Elon University has adopted a new global strategic plan aimed to maintain and expand its national reputation as a leader in global education, which includes its 18-year recognition as #1 in study abroad by the Institute of International Education.

“The plan will continue to further Elon’s commitment to comprehensive internationalization, to ensure that all students graduate with the global perspectives, knowledge, cultural awareness, and humility needed to thrive in today’s world,” according to the Isabella Cannon Global Education Center.

In 2011, Elon introduced a draft of a plan to improve global education. Until now, the university did not have any global strategic plan in place. The 2011 drafted plan laid out the groundwork for what is seen at Elon today, according to Dean of Global Education Nick Gozik. This included the development of the Global Neighborhood, the introduction of a Global Experience course and a commitment to 100% access for study abroad.

Through the new plan, Elon will expand and utilize existing university partnerships, developing new meaningful international connections for faculty, staff and students to develop more global perspectives.

The plan also includes the redesign of the Elon global website, in order to create a more dynamic and international hub for related news and stories of members of the Elon community and university partners. 

Ensuring that global programming is accessible to all Elon students is a key factor of the new strategic plan, regardless of background, identity or area of study.

“The current plan picks up where the previous left off, with the goal of ensuring that Elon remains at the forefront of global education,” Gozik said.

Senior global student ambassador Emma Russello studied away from Elon during her entire junior year through the Elon in New York program and to Dublin, Ireland.

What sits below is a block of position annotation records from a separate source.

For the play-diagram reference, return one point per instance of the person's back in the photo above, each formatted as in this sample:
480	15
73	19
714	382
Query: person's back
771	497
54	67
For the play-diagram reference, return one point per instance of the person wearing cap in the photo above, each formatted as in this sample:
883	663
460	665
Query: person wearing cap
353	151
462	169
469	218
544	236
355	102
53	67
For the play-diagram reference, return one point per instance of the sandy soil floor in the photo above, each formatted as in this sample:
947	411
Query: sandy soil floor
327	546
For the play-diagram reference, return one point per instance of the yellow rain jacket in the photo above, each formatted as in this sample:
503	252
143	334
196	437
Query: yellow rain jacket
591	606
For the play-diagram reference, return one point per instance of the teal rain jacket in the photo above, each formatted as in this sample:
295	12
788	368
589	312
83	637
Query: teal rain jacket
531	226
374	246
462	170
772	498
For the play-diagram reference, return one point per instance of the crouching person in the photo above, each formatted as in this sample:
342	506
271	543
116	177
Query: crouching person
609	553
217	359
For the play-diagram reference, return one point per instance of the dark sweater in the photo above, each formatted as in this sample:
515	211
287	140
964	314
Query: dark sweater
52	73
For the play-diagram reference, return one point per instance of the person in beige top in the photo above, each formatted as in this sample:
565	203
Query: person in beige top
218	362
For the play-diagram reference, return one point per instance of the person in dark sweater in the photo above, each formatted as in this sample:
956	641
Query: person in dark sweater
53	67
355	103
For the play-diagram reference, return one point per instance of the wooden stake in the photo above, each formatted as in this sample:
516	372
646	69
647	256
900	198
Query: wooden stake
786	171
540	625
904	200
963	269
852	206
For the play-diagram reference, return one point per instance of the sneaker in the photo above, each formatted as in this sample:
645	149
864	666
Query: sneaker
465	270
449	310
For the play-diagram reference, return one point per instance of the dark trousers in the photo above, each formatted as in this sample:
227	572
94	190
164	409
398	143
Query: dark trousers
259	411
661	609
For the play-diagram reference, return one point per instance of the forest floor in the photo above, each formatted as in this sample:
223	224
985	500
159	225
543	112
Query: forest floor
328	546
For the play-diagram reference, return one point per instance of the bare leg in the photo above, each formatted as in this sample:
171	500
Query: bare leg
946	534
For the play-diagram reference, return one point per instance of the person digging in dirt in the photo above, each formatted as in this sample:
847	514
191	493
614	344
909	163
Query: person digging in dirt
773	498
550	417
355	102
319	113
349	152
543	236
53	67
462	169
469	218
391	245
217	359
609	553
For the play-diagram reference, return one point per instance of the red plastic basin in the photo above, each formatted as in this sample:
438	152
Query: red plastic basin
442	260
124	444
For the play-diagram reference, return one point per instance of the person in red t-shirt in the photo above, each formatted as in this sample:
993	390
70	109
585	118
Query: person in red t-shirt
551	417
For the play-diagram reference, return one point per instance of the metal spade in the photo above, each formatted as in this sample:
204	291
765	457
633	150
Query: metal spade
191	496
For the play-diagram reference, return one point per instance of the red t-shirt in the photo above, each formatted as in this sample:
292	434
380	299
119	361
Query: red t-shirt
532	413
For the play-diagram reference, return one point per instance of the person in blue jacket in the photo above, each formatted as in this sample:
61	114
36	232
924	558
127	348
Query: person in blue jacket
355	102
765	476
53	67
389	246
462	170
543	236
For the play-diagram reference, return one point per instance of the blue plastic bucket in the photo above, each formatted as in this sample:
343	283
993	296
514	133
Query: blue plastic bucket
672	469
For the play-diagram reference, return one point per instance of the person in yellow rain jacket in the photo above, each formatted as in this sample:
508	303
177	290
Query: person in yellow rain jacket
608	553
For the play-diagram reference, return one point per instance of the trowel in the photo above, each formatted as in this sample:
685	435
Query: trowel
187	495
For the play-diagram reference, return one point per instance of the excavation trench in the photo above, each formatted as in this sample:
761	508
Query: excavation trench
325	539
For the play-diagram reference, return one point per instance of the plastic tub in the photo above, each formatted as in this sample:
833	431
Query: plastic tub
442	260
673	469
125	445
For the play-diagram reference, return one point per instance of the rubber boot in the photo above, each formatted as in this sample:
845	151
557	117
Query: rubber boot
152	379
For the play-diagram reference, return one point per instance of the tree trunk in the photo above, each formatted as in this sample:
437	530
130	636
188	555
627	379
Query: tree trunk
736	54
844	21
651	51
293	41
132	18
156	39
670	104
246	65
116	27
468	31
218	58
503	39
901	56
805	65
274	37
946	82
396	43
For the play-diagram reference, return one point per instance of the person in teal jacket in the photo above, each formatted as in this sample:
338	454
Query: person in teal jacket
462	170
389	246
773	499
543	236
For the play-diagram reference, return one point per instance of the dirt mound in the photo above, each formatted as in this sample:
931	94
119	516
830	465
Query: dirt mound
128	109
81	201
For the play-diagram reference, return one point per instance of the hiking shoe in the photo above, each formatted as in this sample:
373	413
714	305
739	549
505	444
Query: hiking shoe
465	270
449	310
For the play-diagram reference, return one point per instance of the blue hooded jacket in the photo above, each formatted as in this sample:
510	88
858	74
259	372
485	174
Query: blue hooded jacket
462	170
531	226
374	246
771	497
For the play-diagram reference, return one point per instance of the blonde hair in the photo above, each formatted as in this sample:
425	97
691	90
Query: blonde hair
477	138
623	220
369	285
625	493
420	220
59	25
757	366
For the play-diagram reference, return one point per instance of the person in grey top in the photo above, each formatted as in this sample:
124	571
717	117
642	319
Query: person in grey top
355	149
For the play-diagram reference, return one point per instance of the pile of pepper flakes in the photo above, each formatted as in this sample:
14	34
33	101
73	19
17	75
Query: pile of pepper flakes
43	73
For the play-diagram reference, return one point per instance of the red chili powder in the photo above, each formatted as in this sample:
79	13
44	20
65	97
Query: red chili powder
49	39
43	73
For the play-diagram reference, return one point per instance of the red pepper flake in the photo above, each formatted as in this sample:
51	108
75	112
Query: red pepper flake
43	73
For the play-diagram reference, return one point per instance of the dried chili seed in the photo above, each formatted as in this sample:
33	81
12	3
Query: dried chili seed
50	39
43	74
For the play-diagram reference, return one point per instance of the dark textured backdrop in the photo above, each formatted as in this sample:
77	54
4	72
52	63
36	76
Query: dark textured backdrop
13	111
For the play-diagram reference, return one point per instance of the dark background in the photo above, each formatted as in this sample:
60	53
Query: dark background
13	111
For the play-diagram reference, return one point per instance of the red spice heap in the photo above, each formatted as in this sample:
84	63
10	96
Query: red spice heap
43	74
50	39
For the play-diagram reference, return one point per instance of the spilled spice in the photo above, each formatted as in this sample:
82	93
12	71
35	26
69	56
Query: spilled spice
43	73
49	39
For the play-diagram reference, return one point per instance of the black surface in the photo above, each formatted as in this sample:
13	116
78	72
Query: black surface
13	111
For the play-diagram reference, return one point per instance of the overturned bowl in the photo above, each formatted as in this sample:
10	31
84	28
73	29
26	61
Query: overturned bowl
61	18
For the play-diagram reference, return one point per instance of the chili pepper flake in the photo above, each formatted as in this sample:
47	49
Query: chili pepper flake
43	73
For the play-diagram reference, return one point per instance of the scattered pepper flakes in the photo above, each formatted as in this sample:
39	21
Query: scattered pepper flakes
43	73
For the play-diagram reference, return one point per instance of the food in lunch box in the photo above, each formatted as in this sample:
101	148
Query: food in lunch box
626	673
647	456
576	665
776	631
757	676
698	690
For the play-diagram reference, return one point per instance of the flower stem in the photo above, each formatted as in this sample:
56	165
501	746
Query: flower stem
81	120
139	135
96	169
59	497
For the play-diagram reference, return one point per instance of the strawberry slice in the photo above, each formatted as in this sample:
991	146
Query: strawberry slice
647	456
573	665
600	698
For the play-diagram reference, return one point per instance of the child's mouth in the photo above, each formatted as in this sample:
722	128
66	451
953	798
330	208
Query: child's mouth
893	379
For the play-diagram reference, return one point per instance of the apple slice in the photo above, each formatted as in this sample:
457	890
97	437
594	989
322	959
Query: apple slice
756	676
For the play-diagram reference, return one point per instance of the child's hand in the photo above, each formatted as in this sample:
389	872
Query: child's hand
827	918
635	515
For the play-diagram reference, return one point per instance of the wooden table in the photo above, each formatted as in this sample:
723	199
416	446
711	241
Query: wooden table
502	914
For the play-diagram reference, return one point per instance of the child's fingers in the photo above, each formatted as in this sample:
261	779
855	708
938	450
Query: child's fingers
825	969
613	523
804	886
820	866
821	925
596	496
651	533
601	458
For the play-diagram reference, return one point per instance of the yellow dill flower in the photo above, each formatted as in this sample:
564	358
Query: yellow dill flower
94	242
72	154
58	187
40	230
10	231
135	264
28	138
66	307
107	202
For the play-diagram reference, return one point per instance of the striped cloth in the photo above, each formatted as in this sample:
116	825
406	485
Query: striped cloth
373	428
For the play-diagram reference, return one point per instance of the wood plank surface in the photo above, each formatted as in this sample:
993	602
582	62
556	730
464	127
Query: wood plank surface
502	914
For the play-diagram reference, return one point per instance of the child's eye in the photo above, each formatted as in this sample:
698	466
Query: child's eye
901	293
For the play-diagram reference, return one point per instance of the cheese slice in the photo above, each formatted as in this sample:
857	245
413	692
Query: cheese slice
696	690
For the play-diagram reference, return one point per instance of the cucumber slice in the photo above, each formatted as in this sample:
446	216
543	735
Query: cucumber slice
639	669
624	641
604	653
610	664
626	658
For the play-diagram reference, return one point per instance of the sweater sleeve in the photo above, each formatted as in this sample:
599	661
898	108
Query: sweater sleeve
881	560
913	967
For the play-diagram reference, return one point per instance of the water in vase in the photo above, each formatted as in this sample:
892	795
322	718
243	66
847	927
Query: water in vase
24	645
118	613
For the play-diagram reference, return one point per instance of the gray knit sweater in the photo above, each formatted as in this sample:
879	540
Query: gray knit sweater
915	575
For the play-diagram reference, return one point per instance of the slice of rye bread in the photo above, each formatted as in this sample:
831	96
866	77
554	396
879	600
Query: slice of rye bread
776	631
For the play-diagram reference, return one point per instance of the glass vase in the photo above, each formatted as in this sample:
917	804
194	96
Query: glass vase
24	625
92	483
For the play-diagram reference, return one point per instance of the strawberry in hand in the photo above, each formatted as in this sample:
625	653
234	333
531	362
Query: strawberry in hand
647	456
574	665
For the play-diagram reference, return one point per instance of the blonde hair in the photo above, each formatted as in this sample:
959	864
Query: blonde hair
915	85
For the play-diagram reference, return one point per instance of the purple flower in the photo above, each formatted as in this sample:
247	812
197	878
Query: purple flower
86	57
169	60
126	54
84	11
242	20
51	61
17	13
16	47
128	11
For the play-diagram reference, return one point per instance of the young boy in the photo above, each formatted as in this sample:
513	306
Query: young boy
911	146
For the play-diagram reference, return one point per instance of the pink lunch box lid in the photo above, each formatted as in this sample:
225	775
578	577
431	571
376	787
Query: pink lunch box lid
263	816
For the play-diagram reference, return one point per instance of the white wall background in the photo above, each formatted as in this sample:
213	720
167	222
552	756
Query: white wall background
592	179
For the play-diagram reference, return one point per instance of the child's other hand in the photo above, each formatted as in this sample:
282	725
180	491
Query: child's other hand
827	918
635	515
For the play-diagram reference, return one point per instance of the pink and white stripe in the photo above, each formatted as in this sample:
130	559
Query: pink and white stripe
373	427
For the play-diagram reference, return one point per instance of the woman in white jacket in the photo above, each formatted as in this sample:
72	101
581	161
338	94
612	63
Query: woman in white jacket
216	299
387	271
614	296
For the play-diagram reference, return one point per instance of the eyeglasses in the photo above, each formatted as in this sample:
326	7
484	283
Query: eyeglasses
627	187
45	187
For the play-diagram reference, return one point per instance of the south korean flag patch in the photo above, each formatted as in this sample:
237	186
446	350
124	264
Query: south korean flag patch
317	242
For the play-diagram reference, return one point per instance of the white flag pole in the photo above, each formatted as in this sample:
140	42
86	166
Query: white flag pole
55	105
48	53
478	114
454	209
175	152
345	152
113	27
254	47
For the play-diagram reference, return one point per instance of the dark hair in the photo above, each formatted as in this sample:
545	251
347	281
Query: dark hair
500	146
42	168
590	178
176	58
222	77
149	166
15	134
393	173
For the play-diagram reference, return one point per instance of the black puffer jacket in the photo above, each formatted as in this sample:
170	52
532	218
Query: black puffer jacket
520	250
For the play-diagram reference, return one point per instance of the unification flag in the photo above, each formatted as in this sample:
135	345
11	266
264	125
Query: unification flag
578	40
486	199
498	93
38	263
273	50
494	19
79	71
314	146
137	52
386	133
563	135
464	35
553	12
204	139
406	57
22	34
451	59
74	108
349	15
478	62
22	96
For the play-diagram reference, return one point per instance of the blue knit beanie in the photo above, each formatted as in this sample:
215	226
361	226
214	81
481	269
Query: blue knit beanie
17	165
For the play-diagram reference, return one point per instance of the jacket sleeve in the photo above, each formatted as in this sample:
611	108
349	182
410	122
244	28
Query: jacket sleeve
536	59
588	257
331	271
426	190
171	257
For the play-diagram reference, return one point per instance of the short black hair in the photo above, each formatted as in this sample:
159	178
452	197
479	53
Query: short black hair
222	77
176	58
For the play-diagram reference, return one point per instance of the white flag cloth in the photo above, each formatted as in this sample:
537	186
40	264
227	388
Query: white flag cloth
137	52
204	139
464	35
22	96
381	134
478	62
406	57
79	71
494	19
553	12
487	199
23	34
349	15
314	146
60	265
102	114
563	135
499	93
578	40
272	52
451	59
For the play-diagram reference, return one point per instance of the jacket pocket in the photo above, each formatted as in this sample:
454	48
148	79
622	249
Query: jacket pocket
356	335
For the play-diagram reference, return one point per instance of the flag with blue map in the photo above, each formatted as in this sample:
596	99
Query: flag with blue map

She emphasized the importance of abroad and study away programs being accessible to every student, regardless of their major or background. 

“I feel like some students think they can’t go because of their major,” Russello said. “Making it more accessible is good to make sure that everyone is aware that they have the opportunity to go abroad.”

Opportunities for students to learn about study abroad and global programs are crucial, according to Russello. The new global strategic plan highlights the availability of resources and advising for students to learn about study abroad and global programs.

“I don’t think there was a lot of that when I was going abroad, and I was very nervous,” Russello said. “I would have loved to talk to somebody that had gone abroad before, but I didn’t really know the resources for that.”

Elon aims to attain a 90% student participation rate of undergraduate students in study away, including study abroad and Study USA, according to the GEC.

“One of the top reasons students come to Elon is for study abroad,” Gozik said. “We would be doing a disservice to our students if we did not prepare them well for a much more interconnected world.”

Some of the goals of the new global strategic plan include:

  • Create additional opportunities for students to deepen and reflect on their study away experiences and integrate what they learn off campus into their studies at Elon.
  • Ensure that global programming is accessible to all Elon students, regardless of background, identity, or area of study.
  • Deepen on-campus curricular and co-curricular offerings to incorporate a greater global focus and to further internationalize the curriculum.
  • For undergraduate students, augment academic advising across all four years to include a global perspective.
  • Create a new Elon-led overseas program/center, based on Elon’s strengths of engaged, stacked learning experiences designed to reinforce each other, with the goal of developing a new model for global education.
  • Further develop support systems and structures for both the dynamic and changing needs of the international community and anticipated growth among international students.

To Elon, global is not just something that happens when students are abroad for a semester or Winter Term. 

“Global begins when they first arrive on campus and continues until graduation and beyond,” Gozik said. “It is hard to imagine that any graduate today will not be required to work with people who are different from them. They will need the types of skills that are gained from global education, including knowledge of other cultures, adaptability, language proficiency and intercultural awareness.”

Elon’s new global strategic plan is designed to further develop support systems and structures for both the dynamic and changing needs of the international community, and one of Elon's goals in the future is to increase the number of international students accepted. Right now, Elon has more than 400 international students out of 6,402 undergraduate students. 

“The new plan is ambitious, asking us to both deepen and expand global initiatives,” Gozik said. “Elon has designed a space to integrate the global initiatives that have already taken place while providing support for students, faculty and staff — including the international community and those who have been historically marginalized and underrepresented.”

Elon’s goal is to ensure that international students have a smooth transition into the school and its culture. 

“They do a good job really welcoming international students,” sophomore Sakura Kawakami, who was born in Japan and has lived in Australia and Dubai, said. “They made the transition easier, from living abroad to coming and adopting American culture.”

The plan also emphasizes and encourages a more global mindset, welcoming all people from any background with open arms. 

“I think it's really important for all students to have a global world view, where they not only understand their world view from one perspective from a little area,” Kawakami said. “It's important to understand different world views, and I think that's what international students can bring; they can bring another perspective.”